Beyond the thrust curve, there is an art to the color of the propellant (achieved through special metal salt additives).
My 9 ft tall Sledgehammer, lifting off on a M1550 Redline motor from Aerotech, one of my favorite photos:
The shadow of dusk in the foreground really lets the color pop. The smoke and dust is not red, but looks like cotton candy illuminated by the intensely bright red flame.
Here is a picture perfect launch of my V2.0 with an L730 motor imported from Cesaroni, a Canadian aerospace & defense company. Their unique thermoplastic propellant burns cleanly (few additives), showing multiple shock diamonds. In the foreground is a videocam on tripod for scale. Black Rock is in the distance:
This V2 photo is also the current cover of Sport Rocketry magazine.
In the past year, Aerotech introduced Mohave Green, and Erik captured my Thug’s final supersonic flight (the motor literally presses up against the nose cone of this stubby rocket:
My night launch is with the Green Gorilla propellant from Animal Motor Works (AMW) in the Black Rock Desert.
Metal ions combine with electrons in the flame, and the metal atoms are raised to excited states because of the high flame temperature. Upon returning to the ground state, they give off light (from their line spectrum) characteristic of that metal. The ions come from metal chlorides: Barium Chloride (BaCl) for green, Copper Chloride (CuCl) for blue, or Strontium Chloride (SrCl) for red. These metal chlorides generally do not exist at room temperature or are too reactive to add as an additive, so precursors are mixed in, and they react during the burn to create the desired molecules. The Chlorine comes from the Ammonium Perchlorate oxidizer for free, and one need only add metal salts such as nitrates or carbonates to provide the metal (unfortunately, they are hygroscopic and have less energy content than the APCP oxidizer, so as with most additives, they tend to be more show and less go). So, for example, Barium Nitrate is the additive that forms BaCl during the burn to emit a laser-like green in the flame.

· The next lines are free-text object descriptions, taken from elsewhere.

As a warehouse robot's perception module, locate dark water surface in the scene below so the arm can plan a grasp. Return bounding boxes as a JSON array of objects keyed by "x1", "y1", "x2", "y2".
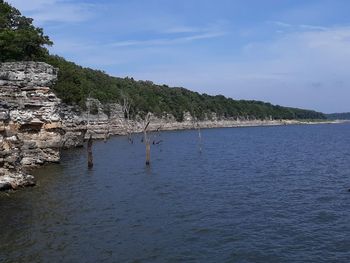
[{"x1": 0, "y1": 124, "x2": 350, "y2": 262}]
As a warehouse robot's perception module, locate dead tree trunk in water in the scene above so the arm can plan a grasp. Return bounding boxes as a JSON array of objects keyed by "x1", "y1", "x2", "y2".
[
  {"x1": 120, "y1": 93, "x2": 134, "y2": 144},
  {"x1": 197, "y1": 122, "x2": 202, "y2": 153},
  {"x1": 87, "y1": 134, "x2": 94, "y2": 169},
  {"x1": 143, "y1": 114, "x2": 151, "y2": 166}
]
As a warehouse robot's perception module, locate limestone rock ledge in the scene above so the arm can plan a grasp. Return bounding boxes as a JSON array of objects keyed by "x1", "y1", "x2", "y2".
[
  {"x1": 0, "y1": 62, "x2": 64, "y2": 190},
  {"x1": 0, "y1": 62, "x2": 312, "y2": 191}
]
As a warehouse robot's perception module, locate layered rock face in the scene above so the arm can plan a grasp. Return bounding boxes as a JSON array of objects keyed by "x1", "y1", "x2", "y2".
[
  {"x1": 0, "y1": 62, "x2": 64, "y2": 188},
  {"x1": 0, "y1": 62, "x2": 296, "y2": 190}
]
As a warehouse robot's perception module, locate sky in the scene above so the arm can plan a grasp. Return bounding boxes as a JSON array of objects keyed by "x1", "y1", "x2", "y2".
[{"x1": 7, "y1": 0, "x2": 350, "y2": 113}]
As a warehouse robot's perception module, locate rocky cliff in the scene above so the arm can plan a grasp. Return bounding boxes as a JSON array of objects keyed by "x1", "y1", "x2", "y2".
[
  {"x1": 0, "y1": 62, "x2": 300, "y2": 190},
  {"x1": 0, "y1": 62, "x2": 62, "y2": 188}
]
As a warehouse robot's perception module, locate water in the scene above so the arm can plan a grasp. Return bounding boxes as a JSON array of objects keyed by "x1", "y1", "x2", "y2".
[{"x1": 0, "y1": 124, "x2": 350, "y2": 263}]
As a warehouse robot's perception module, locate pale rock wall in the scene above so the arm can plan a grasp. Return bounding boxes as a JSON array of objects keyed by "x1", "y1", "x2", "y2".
[
  {"x1": 0, "y1": 62, "x2": 297, "y2": 190},
  {"x1": 0, "y1": 62, "x2": 63, "y2": 188}
]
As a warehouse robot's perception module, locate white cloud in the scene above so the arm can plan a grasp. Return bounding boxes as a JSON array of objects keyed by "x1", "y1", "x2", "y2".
[
  {"x1": 8, "y1": 0, "x2": 94, "y2": 25},
  {"x1": 109, "y1": 32, "x2": 226, "y2": 47}
]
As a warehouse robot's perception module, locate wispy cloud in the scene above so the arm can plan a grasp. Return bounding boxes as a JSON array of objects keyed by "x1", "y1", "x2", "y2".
[
  {"x1": 8, "y1": 0, "x2": 94, "y2": 25},
  {"x1": 109, "y1": 31, "x2": 227, "y2": 47},
  {"x1": 267, "y1": 21, "x2": 329, "y2": 31}
]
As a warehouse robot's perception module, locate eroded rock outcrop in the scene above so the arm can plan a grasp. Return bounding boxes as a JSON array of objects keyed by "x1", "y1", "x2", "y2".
[
  {"x1": 0, "y1": 62, "x2": 64, "y2": 188},
  {"x1": 0, "y1": 62, "x2": 297, "y2": 190}
]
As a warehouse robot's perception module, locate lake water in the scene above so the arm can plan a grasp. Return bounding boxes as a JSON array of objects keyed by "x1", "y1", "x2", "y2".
[{"x1": 0, "y1": 124, "x2": 350, "y2": 263}]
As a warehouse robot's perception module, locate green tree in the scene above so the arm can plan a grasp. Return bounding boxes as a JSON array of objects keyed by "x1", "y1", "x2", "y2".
[{"x1": 0, "y1": 0, "x2": 53, "y2": 62}]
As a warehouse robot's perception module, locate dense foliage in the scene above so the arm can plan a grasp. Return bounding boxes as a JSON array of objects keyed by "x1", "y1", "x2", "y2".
[
  {"x1": 0, "y1": 0, "x2": 52, "y2": 62},
  {"x1": 0, "y1": 0, "x2": 325, "y2": 121},
  {"x1": 326, "y1": 112, "x2": 350, "y2": 120},
  {"x1": 46, "y1": 56, "x2": 325, "y2": 120}
]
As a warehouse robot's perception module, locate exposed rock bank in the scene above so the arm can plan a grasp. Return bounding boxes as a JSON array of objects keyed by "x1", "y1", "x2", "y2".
[{"x1": 0, "y1": 62, "x2": 336, "y2": 190}]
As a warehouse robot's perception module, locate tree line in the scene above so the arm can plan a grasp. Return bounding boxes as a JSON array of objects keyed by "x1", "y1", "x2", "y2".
[{"x1": 0, "y1": 0, "x2": 326, "y2": 121}]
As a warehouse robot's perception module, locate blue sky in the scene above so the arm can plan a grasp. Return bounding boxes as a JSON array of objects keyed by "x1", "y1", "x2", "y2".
[{"x1": 8, "y1": 0, "x2": 350, "y2": 112}]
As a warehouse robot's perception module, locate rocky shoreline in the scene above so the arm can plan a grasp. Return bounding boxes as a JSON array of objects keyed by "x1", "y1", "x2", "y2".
[{"x1": 0, "y1": 62, "x2": 342, "y2": 191}]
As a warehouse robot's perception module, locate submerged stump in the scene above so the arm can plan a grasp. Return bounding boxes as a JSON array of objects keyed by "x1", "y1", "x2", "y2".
[{"x1": 87, "y1": 135, "x2": 94, "y2": 169}]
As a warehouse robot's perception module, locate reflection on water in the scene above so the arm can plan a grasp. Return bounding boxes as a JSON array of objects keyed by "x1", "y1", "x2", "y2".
[{"x1": 0, "y1": 125, "x2": 350, "y2": 262}]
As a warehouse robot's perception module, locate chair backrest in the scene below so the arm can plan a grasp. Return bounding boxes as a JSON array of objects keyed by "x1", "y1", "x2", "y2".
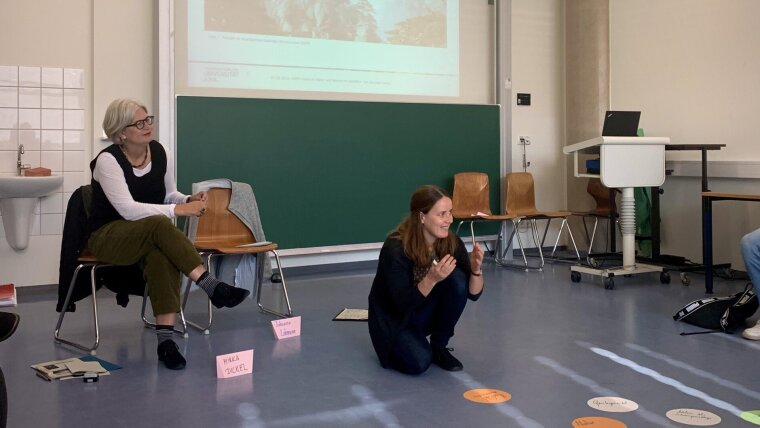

Titanium sponge gives a sparky motor, like the AMW Skidmark one I launched on Sunday, followed by one by Vern and my buddy Erik at dusk:
The sparks exact a huge penalty on performance though, adding weight, soaking up heat to get them white hot, and adding almost nothing to the thrust.
And in contrast to the plume colors, one can go for all smoke and no fire, as seen in this cluster of three smokey Blackjacks:
Most of the white “smoke” behind a rocket is actually water vapor like a cloud condensed on the hyrdrochloric acid micro-droplets in the exhaust.
White smoke can be enhanced with zinc dust and black smoke from a unbalanced fuel/oxidizer ratio where the fuel does not burn completely and leaves the nozzle as smoke. The smokey motors are some of the least efficient – “all show and no go.”